The Lonedale Operator (1911)
The Lonedale Operator (1911)
Director: D. W. Griffith
Cast: Blanche Sweet, Francis J. Grandon, Wilfred Lucas
Synopsis: When her father becomes ill, a young woman takes over the telegraph at a lonely western railroad station.
Back in 1911, the Biograph Bulletin proclaimed D. W. Griffith’s drama The Lonedale Operator as ‘the most thrilling picture ever produced’ – a bold, sweeping statement which demonstrates that, while filmmakers had yet to master all the techniques of their trade, the studio’s publicity departments had already honed their talent for hyperbole to a fine art. Although The Lonedale Operator is undeniably a superior movie for its time, it’s only the final couple of minutes that can be described as remotely approaching the status of ‘thrilling’, even for audiences of 1911.
The near-interminable slowness of The Lonedale Operator’s lengthy opening scenes suggests that Griffith was perhaps experimenting with scene length and pacing by this stage of his directing career. The long early scenes, in which nothing much happens, eventually give way to shorter ones until what was a frantic pace for 1911 is reached as a would-be rescuer races against time to protect a damsel in distress. It was a scenario that Griffith would film many times (he even remade The Lonedale Operator just one year later as The Girl and Her Trust), and it’s a plot device which, in many respects, still forms the cornerstone of adventure movies today.
Unlike many of Griffith’s heroines, the distressed damsel here is actually quite a plucky young lass, and is played with remarkable naturalism by a 15-year-old Blanche Sweet (Judith of Bethulia). The girl assumes responsibility for a remote railway station after sending her sick father home to recuperate, and finds herself with a couple of unwelcome visitors after taking delivery of the payroll of a nearby mine. The visitors are a pair of ruffians (Joseph Graybill – The House with Closed Shutters – and Dell Henderson – The Unchanging Sea, Intolerance) who hitched a ride on the train with the specific intent of stealing the payroll. However, its plucky guardian provides stiffer opposition than they had anticipated.
After those early scenes in which we see the girl being wooed by the train engineer (Francis J. Grandon) who will eventually come to her rescue, The Lonedale Operator does actually build up a decent head of steam, and Griffith wrings a certain measure of suspense from the situation.

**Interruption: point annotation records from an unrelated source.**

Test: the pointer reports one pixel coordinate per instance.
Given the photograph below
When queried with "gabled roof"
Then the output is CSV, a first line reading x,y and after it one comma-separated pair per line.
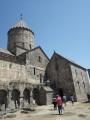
x,y
47,88
70,61
40,49
5,51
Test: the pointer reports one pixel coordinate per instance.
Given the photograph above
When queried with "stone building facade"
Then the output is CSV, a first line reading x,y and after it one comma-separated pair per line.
x,y
67,77
22,67
26,73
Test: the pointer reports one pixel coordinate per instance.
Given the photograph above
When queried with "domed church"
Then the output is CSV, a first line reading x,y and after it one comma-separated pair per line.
x,y
27,76
22,68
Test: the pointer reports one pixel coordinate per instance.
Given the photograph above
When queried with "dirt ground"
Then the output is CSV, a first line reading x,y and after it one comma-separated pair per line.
x,y
78,111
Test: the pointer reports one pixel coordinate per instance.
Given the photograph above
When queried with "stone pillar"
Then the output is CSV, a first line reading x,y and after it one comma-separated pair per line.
x,y
21,99
8,99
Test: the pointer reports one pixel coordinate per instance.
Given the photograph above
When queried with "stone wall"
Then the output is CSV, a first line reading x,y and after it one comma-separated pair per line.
x,y
12,69
58,72
67,77
81,82
36,64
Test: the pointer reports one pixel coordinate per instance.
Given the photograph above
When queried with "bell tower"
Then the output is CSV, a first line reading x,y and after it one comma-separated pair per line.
x,y
20,38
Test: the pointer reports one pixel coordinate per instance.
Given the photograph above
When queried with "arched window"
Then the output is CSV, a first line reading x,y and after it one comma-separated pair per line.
x,y
76,73
78,84
39,59
30,47
23,45
83,84
34,70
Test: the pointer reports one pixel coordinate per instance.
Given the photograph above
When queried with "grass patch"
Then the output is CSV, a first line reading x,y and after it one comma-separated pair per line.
x,y
78,107
69,113
49,116
12,111
82,115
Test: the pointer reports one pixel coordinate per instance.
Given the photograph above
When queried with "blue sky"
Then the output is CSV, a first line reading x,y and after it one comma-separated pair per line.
x,y
60,25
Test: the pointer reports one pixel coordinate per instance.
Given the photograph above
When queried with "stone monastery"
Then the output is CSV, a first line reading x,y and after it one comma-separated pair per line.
x,y
27,74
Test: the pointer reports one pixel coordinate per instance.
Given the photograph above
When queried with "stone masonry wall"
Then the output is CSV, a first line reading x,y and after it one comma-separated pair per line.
x,y
36,64
59,74
81,82
11,71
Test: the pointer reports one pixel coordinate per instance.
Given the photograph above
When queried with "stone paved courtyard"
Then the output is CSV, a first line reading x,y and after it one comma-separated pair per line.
x,y
80,111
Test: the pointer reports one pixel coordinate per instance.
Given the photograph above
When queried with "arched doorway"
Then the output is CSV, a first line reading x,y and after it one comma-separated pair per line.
x,y
16,97
26,95
3,98
35,95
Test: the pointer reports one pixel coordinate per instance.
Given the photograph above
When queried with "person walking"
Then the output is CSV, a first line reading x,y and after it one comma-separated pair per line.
x,y
59,103
64,99
72,99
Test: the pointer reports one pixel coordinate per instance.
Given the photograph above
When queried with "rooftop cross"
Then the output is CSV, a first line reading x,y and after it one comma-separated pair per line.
x,y
21,16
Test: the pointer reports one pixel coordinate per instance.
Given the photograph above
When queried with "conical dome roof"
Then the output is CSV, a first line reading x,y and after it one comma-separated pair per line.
x,y
21,24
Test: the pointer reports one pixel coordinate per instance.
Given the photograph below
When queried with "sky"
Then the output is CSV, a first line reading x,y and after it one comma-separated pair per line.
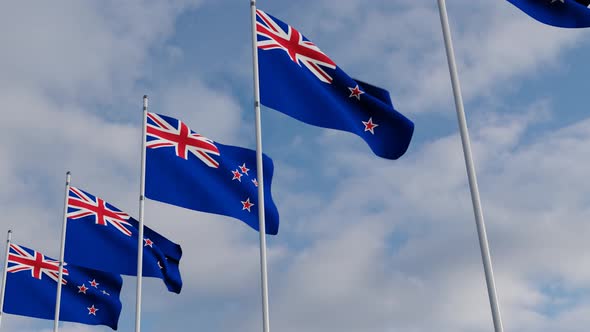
x,y
365,244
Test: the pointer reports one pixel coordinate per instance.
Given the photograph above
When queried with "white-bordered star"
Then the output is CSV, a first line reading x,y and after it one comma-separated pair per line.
x,y
370,126
246,205
244,169
237,175
82,289
355,92
148,243
92,310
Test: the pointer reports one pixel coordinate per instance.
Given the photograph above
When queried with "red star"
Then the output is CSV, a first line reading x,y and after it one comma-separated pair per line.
x,y
246,205
244,169
355,92
237,175
92,310
82,289
370,126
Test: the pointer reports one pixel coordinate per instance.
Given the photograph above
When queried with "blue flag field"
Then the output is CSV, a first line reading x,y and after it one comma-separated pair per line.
x,y
100,236
559,13
191,171
88,296
298,79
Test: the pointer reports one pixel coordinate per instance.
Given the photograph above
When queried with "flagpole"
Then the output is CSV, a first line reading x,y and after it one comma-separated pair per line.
x,y
61,253
261,222
475,199
140,230
4,276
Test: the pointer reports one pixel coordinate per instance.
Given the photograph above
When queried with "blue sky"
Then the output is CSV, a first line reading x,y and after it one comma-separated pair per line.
x,y
365,243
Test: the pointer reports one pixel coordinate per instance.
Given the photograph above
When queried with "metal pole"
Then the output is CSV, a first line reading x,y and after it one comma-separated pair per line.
x,y
261,222
4,275
61,254
475,199
140,230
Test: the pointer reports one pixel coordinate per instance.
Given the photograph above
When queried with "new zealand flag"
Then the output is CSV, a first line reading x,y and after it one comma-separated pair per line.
x,y
191,171
298,79
100,236
559,13
88,296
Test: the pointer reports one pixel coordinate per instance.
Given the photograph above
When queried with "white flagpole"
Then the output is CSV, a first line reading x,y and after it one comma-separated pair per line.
x,y
61,254
261,222
4,275
140,231
475,199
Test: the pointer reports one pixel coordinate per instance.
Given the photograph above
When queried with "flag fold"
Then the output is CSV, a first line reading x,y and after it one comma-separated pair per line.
x,y
100,236
188,170
88,296
298,79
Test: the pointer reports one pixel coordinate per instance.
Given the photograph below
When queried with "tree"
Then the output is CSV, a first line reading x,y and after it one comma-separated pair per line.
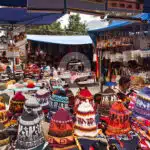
x,y
75,25
54,28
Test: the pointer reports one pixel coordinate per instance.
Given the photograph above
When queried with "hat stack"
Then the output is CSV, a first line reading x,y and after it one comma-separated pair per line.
x,y
32,103
30,135
59,99
43,97
3,114
119,120
71,97
17,103
82,96
85,125
60,133
141,113
4,137
119,132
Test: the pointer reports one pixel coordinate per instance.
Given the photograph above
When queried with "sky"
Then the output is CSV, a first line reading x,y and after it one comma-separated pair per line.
x,y
93,22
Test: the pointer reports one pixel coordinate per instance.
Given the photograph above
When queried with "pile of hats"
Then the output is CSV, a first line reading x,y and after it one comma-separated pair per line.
x,y
59,99
119,131
43,97
60,133
141,116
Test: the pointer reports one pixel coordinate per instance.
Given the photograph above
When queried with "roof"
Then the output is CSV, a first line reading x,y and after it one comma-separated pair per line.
x,y
119,23
64,40
22,16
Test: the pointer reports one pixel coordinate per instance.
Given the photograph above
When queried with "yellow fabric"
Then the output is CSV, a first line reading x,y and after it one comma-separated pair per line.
x,y
4,142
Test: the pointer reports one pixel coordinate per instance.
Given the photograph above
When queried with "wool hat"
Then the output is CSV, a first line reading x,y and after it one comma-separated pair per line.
x,y
43,97
32,103
83,95
142,106
3,114
85,125
17,103
71,97
60,133
4,137
119,120
30,135
59,99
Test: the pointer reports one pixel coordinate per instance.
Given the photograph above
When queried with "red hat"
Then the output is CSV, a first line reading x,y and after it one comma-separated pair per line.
x,y
60,130
3,113
19,97
119,119
84,94
17,102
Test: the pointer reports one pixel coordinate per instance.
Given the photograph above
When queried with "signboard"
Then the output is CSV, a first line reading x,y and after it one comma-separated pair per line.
x,y
125,5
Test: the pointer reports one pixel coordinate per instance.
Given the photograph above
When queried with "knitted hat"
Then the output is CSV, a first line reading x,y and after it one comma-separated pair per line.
x,y
17,102
43,97
29,131
142,106
85,125
83,95
119,119
4,137
71,97
60,130
3,113
32,103
59,99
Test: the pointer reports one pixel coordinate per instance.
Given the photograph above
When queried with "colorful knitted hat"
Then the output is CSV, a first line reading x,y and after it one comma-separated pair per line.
x,y
43,97
142,106
60,133
83,95
3,113
32,103
59,99
119,119
30,135
4,137
85,125
71,97
17,103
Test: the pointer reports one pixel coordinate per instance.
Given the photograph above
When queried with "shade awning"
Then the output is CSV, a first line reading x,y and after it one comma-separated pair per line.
x,y
21,16
64,40
13,3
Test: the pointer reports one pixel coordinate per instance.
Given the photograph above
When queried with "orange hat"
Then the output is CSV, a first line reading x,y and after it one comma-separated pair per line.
x,y
119,119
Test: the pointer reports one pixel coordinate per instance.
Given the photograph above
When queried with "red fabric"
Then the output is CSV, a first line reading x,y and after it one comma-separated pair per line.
x,y
85,93
19,97
62,115
30,85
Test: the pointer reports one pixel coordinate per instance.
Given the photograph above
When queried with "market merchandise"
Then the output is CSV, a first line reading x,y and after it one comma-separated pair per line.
x,y
119,120
85,124
30,135
60,134
3,114
17,103
43,97
59,99
83,95
32,103
4,137
141,114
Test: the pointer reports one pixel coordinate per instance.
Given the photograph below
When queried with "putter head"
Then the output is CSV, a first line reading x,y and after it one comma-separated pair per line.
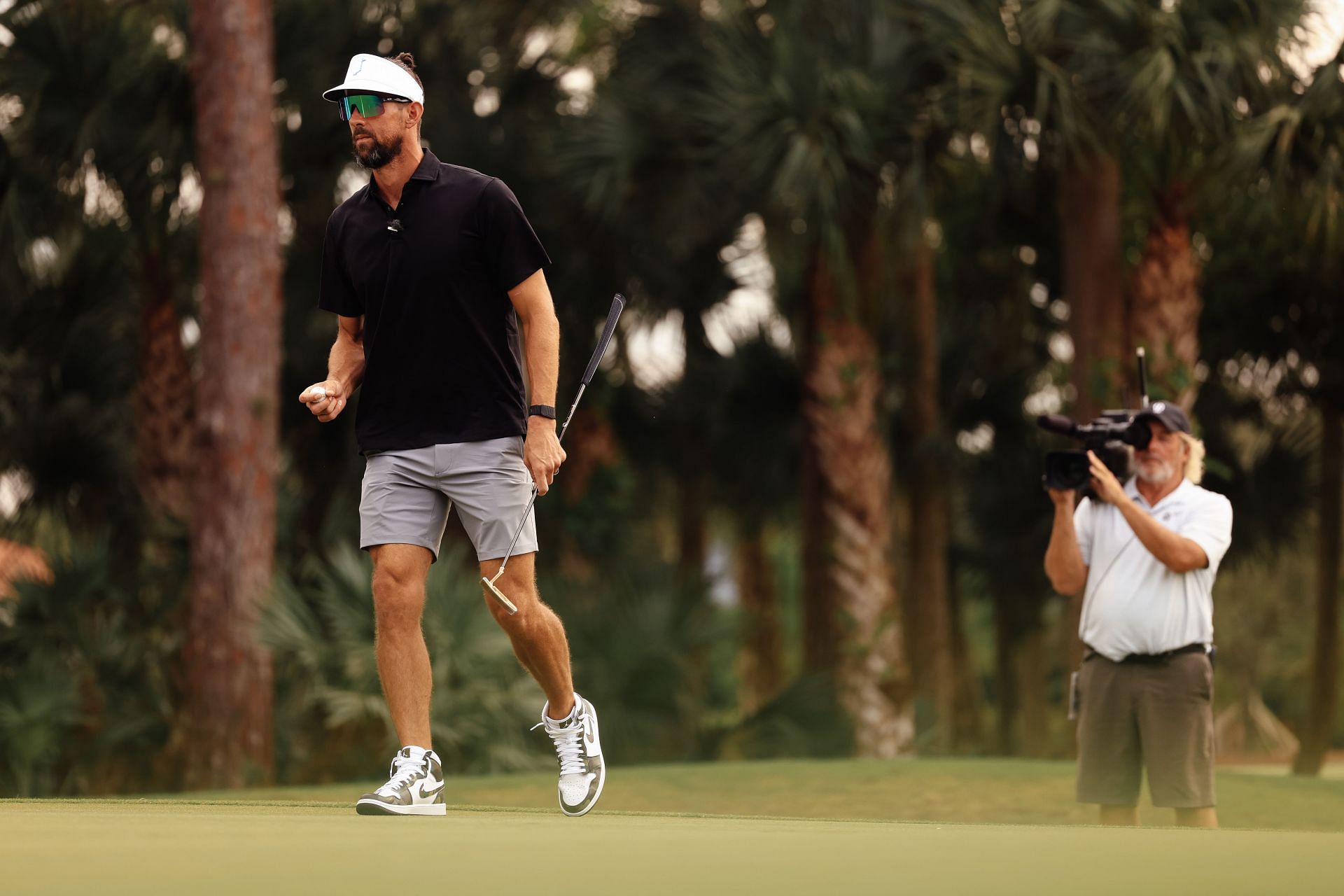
x,y
508,605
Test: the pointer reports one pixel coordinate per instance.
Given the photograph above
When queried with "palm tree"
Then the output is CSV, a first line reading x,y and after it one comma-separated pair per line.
x,y
800,108
1121,90
1300,147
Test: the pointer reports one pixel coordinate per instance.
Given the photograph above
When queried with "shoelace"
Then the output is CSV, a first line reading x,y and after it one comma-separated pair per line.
x,y
403,771
569,747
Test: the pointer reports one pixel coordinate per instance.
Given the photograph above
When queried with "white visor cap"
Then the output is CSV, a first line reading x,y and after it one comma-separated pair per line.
x,y
377,76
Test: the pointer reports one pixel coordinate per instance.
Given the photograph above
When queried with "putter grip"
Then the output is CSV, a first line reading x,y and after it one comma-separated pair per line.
x,y
617,307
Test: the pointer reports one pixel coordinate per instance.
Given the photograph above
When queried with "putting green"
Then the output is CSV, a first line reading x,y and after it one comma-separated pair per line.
x,y
105,846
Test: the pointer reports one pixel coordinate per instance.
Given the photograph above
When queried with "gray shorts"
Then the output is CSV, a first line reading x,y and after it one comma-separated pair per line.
x,y
1156,716
407,495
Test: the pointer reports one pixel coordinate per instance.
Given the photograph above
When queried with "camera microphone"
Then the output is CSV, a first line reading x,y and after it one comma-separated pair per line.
x,y
1057,424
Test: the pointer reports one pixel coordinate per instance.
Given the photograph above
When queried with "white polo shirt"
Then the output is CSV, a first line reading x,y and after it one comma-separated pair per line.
x,y
1133,603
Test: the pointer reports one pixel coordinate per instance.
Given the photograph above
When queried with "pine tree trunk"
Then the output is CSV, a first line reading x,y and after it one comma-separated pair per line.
x,y
163,400
1092,264
926,618
1326,649
1032,675
1006,673
1166,302
762,644
841,386
694,495
225,731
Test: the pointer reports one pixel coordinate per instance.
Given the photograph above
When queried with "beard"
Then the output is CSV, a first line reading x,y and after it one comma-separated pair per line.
x,y
1156,472
378,152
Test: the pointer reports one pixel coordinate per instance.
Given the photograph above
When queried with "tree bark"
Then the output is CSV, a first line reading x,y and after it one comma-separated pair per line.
x,y
820,605
927,618
1326,649
1092,265
762,644
841,386
1166,302
225,732
163,400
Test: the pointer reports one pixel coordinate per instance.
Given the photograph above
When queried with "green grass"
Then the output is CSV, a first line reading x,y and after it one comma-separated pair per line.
x,y
948,790
672,830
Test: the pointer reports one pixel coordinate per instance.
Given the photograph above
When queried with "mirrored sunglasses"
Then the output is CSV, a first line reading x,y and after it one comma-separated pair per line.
x,y
366,104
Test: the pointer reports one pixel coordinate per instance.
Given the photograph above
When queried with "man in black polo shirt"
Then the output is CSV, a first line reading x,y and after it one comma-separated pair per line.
x,y
432,269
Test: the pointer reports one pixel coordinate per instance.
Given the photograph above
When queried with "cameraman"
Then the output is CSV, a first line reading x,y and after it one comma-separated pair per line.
x,y
1145,554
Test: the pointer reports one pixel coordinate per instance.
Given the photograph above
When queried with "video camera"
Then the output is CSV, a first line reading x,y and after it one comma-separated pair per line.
x,y
1109,437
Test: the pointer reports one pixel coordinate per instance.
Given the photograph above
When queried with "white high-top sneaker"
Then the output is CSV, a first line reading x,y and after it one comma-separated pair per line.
x,y
414,788
580,751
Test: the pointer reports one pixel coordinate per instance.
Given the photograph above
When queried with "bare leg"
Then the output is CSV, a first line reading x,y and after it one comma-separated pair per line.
x,y
1119,816
536,630
1202,817
400,573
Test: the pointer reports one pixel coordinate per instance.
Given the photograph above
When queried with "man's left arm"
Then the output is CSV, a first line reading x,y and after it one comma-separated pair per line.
x,y
1175,551
542,352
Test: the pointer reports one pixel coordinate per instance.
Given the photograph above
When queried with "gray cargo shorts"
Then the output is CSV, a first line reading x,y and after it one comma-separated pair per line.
x,y
1147,715
406,496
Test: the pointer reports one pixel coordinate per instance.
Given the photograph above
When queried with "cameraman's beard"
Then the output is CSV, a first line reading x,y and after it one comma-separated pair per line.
x,y
1156,472
378,153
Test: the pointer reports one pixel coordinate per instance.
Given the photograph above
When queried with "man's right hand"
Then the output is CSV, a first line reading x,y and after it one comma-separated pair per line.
x,y
324,399
1062,498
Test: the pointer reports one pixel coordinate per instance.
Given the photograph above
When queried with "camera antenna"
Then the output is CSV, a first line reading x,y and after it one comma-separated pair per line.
x,y
1142,378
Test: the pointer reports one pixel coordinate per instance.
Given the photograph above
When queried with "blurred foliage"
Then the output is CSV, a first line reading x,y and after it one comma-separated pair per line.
x,y
85,681
320,626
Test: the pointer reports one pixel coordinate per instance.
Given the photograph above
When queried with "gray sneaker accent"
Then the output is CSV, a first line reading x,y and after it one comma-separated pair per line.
x,y
410,790
578,747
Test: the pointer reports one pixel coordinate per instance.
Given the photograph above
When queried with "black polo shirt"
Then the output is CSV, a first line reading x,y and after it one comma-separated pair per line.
x,y
432,277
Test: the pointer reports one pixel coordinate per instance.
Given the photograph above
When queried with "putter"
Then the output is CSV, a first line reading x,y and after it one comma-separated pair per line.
x,y
617,307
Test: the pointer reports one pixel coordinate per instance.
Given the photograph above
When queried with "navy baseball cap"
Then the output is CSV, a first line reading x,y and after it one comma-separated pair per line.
x,y
1168,415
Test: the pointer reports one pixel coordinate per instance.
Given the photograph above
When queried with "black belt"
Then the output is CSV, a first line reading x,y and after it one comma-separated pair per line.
x,y
1152,657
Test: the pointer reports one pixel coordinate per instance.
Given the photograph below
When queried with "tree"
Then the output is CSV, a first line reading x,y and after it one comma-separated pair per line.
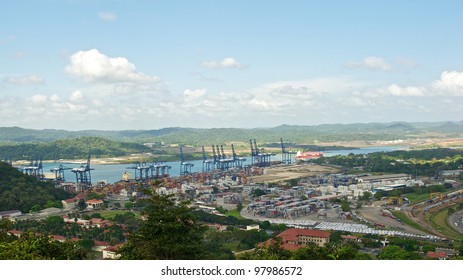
x,y
366,196
81,205
394,252
32,247
169,231
239,207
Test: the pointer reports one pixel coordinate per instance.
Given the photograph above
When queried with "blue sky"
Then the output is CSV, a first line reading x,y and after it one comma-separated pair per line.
x,y
116,65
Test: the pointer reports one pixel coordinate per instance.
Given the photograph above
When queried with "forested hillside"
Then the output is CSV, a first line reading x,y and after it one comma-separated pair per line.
x,y
70,149
292,133
23,192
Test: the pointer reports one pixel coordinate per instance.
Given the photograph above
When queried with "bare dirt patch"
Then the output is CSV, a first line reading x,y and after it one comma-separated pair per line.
x,y
295,171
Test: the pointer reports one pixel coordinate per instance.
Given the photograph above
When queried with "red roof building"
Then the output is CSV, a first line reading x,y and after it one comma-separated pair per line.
x,y
295,238
437,255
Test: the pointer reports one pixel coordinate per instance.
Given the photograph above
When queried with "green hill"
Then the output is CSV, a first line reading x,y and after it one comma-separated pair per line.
x,y
71,149
22,192
300,134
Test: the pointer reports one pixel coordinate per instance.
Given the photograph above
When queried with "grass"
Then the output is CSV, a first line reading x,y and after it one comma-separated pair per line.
x,y
234,213
406,220
413,197
109,214
438,221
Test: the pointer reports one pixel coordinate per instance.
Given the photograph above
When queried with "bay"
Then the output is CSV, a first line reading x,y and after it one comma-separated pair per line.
x,y
111,173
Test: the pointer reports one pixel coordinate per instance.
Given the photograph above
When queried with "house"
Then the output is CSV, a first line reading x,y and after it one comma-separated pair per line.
x,y
450,252
295,238
94,203
99,246
437,255
346,238
14,232
111,252
58,238
9,214
100,223
70,202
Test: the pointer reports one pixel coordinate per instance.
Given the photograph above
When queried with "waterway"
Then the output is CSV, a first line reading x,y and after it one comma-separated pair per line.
x,y
113,172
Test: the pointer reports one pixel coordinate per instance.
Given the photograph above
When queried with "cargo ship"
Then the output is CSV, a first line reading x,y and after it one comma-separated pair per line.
x,y
305,156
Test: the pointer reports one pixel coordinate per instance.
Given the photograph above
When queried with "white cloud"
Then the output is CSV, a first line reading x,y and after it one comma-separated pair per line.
x,y
93,66
371,63
396,90
24,80
76,96
228,62
194,94
107,16
450,82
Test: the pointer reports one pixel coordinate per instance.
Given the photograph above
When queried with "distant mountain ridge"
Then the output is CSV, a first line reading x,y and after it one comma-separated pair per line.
x,y
199,136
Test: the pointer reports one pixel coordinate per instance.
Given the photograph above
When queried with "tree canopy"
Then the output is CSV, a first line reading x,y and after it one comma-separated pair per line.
x,y
169,231
22,192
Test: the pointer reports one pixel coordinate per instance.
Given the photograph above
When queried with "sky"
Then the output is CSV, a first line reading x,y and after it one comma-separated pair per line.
x,y
131,64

Graybill and Henderson’s exaggerated gestures, while perhaps not as bad as in some other early Griffith movies, is still in sharp contrast to Sweet’s more subdued style, and its curious how Griffith seemed to ignore the incongruity of these conflicting performances. There’s a neat twist at the movie’s end which requires the early use of a close-up, and a humorous flourish which hints at the direction in which screenwriter Mack Sennett’s career would eventually head. By now, German Billy Bitzer’s camerawork was also coming into its own, and he captures some nice shots of the Californian landscape.